Toyota will be ramping up as GM struggles to remain relevant, not having to deal with confusing comparisons to Volt from having waited.  It simply didn't make any sense to make a major move any sooner, especially with the success of Tesla doing such a remarkable job of promoting plug-in vehicles.  In the meantime, Toyota continued to refine their design to make it cost-competitive with traditional vehicles.


Getting Caught.  A really, really well known antagonist who fought on GM's behalf for years only to abandon them entirely for Tesla, spoke out today.  I was intrigued.  What could he post that wasn't hypocritical?  After an entire decade of praising GM for the Volt's solution to "range anxiety" then abruptly switching to a Model 3, my interest was peaked.  That change from plug-in hybrid to EV and at the same time leaving behind a legacy automaker for a well investor-funded startup is something he himself would have attacked.  But then again, he was known to lie.  Being blatantly dishonest is what captured my attention.  What kind of a person simply says whatever makes them feel better.  Oh wait... you know.  Anywho, he said this: "I'd like to see this vehicle in the US, w/some cleaner styling, longer range, and 75kW DCFC."  It was about the upcoming plug-in hybrid GM is planning to rollout to the market in China.  It is a size-category one model larger than Volt.  So, we know it will require more electric power simply to maintain the same level of performance he sung praise for over the years and used to insult Prius with.  I especially remember how arrogant he was about Prime.  The obsession with power was overwhelming.  So, this quote from the article he commented about had me quite intrigued: "According to several Chinese news agencies, the maximum output of the motor is 85 kW."  That is only 114 horsepower, well under the 149 horsepower Volt delivers.  That would put it roughly in the same power-category as Prime.  I had caught him being hypocritical.  How would he respond?  Turns out, he pretended his focus was entirely on charging speed.  Everyone reading that post can see otherwise.  Figuring that would be the outcome, my comment was as follows:  Here?  In the land of vehicles where higher horsepower was claimed to be essential?  Remember all those arguments?  85 kW from a vehicle larger & heavier than the 68 kW from Prime puts many in a contradictory position.

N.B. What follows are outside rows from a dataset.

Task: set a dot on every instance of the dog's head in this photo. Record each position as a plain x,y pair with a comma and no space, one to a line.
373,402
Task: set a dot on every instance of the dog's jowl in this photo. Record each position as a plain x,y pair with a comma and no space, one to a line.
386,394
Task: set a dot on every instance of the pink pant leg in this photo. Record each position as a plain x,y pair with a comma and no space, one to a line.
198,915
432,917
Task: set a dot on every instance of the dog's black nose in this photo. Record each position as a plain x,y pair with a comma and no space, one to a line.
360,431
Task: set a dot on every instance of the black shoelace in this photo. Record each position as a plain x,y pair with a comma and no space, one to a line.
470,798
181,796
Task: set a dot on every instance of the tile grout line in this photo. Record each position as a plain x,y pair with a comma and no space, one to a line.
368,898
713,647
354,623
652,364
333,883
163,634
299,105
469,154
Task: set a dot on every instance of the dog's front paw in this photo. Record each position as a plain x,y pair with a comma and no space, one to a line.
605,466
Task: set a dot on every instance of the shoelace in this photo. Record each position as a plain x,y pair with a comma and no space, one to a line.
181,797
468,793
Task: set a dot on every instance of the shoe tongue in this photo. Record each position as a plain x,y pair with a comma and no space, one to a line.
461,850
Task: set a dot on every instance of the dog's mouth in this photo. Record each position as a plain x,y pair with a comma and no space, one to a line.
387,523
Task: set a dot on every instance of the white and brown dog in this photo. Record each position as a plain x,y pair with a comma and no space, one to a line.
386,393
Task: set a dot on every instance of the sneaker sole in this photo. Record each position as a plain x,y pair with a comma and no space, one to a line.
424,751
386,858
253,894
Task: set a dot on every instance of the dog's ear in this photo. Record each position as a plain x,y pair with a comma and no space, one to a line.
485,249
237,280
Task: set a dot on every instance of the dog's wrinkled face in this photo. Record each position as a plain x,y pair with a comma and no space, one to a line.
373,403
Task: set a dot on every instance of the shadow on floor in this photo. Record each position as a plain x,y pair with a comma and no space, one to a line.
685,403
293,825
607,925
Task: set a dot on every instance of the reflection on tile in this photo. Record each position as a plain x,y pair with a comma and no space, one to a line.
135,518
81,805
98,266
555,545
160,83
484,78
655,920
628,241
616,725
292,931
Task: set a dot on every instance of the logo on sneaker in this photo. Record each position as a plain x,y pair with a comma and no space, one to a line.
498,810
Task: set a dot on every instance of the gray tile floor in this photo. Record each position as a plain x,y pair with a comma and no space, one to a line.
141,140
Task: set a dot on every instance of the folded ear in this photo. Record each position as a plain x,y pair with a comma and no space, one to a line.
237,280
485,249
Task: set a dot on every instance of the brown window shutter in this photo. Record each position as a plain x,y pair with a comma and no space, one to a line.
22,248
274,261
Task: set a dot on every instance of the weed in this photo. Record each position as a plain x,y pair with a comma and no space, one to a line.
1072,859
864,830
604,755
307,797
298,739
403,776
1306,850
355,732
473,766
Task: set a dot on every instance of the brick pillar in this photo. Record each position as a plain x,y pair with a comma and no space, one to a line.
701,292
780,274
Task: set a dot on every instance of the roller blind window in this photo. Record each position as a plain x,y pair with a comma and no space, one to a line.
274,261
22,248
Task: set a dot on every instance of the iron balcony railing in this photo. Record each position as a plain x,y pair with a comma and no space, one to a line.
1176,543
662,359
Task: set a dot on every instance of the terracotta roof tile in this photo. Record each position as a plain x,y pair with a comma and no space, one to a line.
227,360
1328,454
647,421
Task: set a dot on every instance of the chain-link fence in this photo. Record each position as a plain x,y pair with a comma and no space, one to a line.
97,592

Holding a Grudge.  It has been interesting to read posts from a gen-1 Prius PHV owner who was upset about the battery-pack fit.  For the past 2 years, he has done nothing but complain.  The short-sightedness of his actions and absolute refusal to look at the big picture has been very annoying to quite a number of people.  Lately, that has changed.  Now, he seems angry about everything.  There's no pleasing him on any topic.  It has been an transformation I didn't expect.  The resentment spans all topics now.  This was the most surprising: "our son is looking at an equinox (iirc) with diesel and start/stop tech, nearly doubles the mpg over gas"  Many of his posts are so vague, it's not even worth replying anymore.  In fact, he has switched to replies without quotes, just a post in the thread with an implied target.  That avoidance of detail is a dead giveaway of petulance.  I wasn't going to let that go.  So, I hit back with:  Double of 28 MPG (combined for 2018 Chevrolet Equinox FWD 1.5 L, 4 cyl, Automatic 6-spd, Turbo, Regular Gasoline) is not the 32 MPG (2018 Chevrolet Equinox FWD 1.6 L, 4 cyl, Automatic 6-spd, Turbo, Diesel) rating no matter how you consider it, nor are the city or highway ratings.  The outgoing RAV4 hybrids (to be replaced with a next-gen upgrade in a few months) delivers a 32 MPG rating and it is AWD.  There's an expectation for it to get a significant efficiency bump, much like what we just witnessed for Camry hybrid.  So, it makes no sense whatsoever to consider diesel (which is a more expensive fuel) as an efficiency choice.  We know that turbulence in the oil market is about to get worse, causing gas prices to drop.  That positions Toyota well to phaseout their top model of RAV4 as a traditional guzzler, replacing their high-end offering as a hybrid only.  It's an important step forward that should not be overlooked... though, it will be.  Toyota tends to make significant moves as subtle as possible.  Think about how effectively that sets the stage for a plug-in hybrid model of RAV4.